= Education in Minnesota =

Education in the US State of Minnesota comes from a number of public and private sources and encompasses pre-Kindergarten to post-secondary levels. Minnesota has a literate and well-educated population; the state ranked 13th on the 2006–07 Morgan Quitno Smartest State Award, and is first in the percentage of residents with at least a high school diploma. But while more than 90% of high school seniors graduated in 2006, about 6% of white, 28% of African American, 30% of Asian American and more than 34% of Hispanic and Native American students dropped out of school. In 2007 Minnesota students earned the highest average score in the nation on the ACT exam. While Minnesota has chosen not to implement school vouchers, it is home to the first charter school, the City Academy High School of Saint Paul.

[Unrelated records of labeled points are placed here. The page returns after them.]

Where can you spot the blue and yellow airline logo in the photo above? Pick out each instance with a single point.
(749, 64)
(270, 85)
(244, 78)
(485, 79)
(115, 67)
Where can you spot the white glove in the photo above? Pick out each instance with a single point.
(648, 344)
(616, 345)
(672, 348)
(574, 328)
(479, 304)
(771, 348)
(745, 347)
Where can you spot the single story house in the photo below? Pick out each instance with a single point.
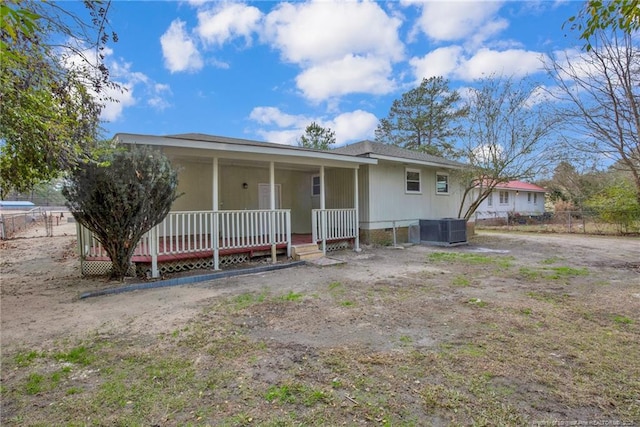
(242, 198)
(512, 199)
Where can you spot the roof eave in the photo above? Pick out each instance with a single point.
(254, 148)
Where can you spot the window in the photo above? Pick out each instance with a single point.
(504, 197)
(315, 185)
(442, 183)
(412, 177)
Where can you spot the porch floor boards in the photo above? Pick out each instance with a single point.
(296, 239)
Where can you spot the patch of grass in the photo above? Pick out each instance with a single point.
(291, 296)
(335, 286)
(77, 355)
(24, 359)
(551, 273)
(73, 390)
(471, 258)
(477, 302)
(248, 299)
(564, 272)
(35, 383)
(296, 393)
(461, 281)
(529, 273)
(622, 320)
(406, 339)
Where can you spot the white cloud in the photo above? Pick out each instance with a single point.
(320, 31)
(179, 50)
(451, 62)
(284, 137)
(443, 61)
(351, 126)
(459, 20)
(273, 115)
(342, 47)
(350, 74)
(226, 21)
(512, 62)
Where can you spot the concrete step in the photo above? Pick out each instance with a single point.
(306, 252)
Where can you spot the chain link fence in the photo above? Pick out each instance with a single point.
(12, 223)
(584, 221)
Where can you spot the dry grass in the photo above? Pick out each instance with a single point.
(548, 345)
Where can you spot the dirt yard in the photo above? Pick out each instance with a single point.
(421, 302)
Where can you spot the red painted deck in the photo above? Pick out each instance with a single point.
(296, 239)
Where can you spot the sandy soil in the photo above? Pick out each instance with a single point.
(41, 285)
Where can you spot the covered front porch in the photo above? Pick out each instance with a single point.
(242, 199)
(215, 239)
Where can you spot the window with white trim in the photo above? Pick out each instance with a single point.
(504, 197)
(412, 180)
(315, 185)
(442, 183)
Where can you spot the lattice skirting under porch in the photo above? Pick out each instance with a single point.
(102, 268)
(338, 245)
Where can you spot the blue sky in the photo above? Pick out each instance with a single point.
(264, 70)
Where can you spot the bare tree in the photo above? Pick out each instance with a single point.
(599, 97)
(506, 134)
(120, 197)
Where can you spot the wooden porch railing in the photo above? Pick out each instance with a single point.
(333, 224)
(204, 231)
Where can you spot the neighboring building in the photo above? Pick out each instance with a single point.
(512, 199)
(266, 198)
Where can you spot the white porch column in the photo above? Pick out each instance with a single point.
(215, 241)
(153, 248)
(272, 204)
(323, 213)
(357, 208)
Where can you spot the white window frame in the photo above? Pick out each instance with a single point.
(504, 197)
(407, 181)
(446, 175)
(315, 188)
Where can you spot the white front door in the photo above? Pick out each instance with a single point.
(264, 196)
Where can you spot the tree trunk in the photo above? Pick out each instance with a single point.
(120, 260)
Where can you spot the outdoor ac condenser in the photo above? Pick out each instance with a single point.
(445, 231)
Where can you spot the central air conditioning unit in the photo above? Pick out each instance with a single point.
(445, 231)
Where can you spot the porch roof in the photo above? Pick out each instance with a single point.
(245, 148)
(393, 153)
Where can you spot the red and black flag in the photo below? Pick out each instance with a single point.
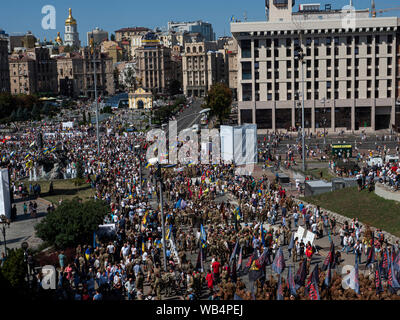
(312, 285)
(378, 280)
(330, 259)
(370, 255)
(239, 265)
(279, 262)
(301, 275)
(328, 278)
(290, 282)
(385, 264)
(393, 283)
(279, 292)
(256, 270)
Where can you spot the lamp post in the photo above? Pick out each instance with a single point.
(137, 148)
(324, 119)
(4, 221)
(158, 177)
(93, 51)
(300, 55)
(24, 246)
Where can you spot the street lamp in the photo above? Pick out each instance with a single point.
(158, 177)
(24, 246)
(324, 118)
(137, 149)
(4, 221)
(300, 55)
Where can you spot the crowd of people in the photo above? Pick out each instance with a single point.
(214, 225)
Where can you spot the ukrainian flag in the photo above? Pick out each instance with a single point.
(203, 236)
(144, 221)
(148, 165)
(238, 213)
(168, 235)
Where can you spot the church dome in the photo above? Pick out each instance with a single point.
(70, 20)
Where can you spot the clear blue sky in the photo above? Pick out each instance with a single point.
(23, 15)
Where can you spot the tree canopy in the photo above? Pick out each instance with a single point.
(72, 223)
(219, 100)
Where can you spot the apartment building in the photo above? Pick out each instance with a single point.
(154, 64)
(33, 71)
(203, 65)
(4, 68)
(351, 76)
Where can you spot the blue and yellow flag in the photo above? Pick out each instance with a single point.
(168, 235)
(238, 213)
(203, 237)
(148, 165)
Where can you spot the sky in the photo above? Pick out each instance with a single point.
(20, 16)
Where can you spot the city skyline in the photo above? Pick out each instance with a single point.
(130, 14)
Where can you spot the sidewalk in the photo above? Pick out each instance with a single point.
(23, 228)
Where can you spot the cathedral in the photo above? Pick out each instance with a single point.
(71, 36)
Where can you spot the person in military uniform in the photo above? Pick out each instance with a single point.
(158, 286)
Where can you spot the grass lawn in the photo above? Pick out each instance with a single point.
(367, 207)
(326, 175)
(64, 189)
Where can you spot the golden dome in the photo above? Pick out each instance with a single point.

The state supports two public university and college systems, including 37 institutions in the Minnesota State Colleges and Universities System, and five major campuses of the University of Minnesota. It is also home to more than 20 private colleges and universities, six of which rank among the nation's top 100 liberal arts colleges, according to U.S. News & World Report.

== K-12 ==

Public education in Minnesota is administered by School Districts and falls under the umbrella of the Minnesota Department of Education. Most School districts in the state are designated as "independent" and derive their authority from the Minnesota Legislature.

49 Minnesota high schools were ranked by Newsweek in their 2013 list of the best 1000 public high schools in America Edina High School was the top ranked Minnesota school and was 121st in the nation with a 99% graduation rate, 0.9 average AP/IB test score, and 96% college-bound rate.

== Standardized testing proficiency ==

=== All students ===

| Year | Proficient in math | % proficient | Proficient in reading | % proficient |
|---|---|---|---|---|
| 2014 | 258,925 | 61 | 249,450 | 59 |
| 2013 | 256,059 | 61 | 242,736 | 58 |
| 2012 | 259,212 | 62 | 315,818 | 76 |
| 2011 | 234,813 | 57 | 309,555 | 75 |
| 2010 | 266,666 | 66 | 303,406 | 72 |
| 2009 | 256,009 | 64 | 300,881 | 72 |
| 2007 | 248,291 | 62 | 297,177 | 71 |
| 2007 | 240,378 | 61 | 288,105 | 68 |
| 2006 | 244,143 | 58 | 289,616 | 72 |
| 2005 | 171,068 | 71 | 182,787 | 79 |
| 2004 | 171,068 | 71 | 182,787 | 74 |
| 2003 | 87,052 | 73 | 89,083 | 75 |

Source

=== Federal involvement ===
Minnesota schools adhere to federal guidelines like those outlined in No Child Left Behind.

The United States Congress provides 6% of operating revenue for K-12 education in the state.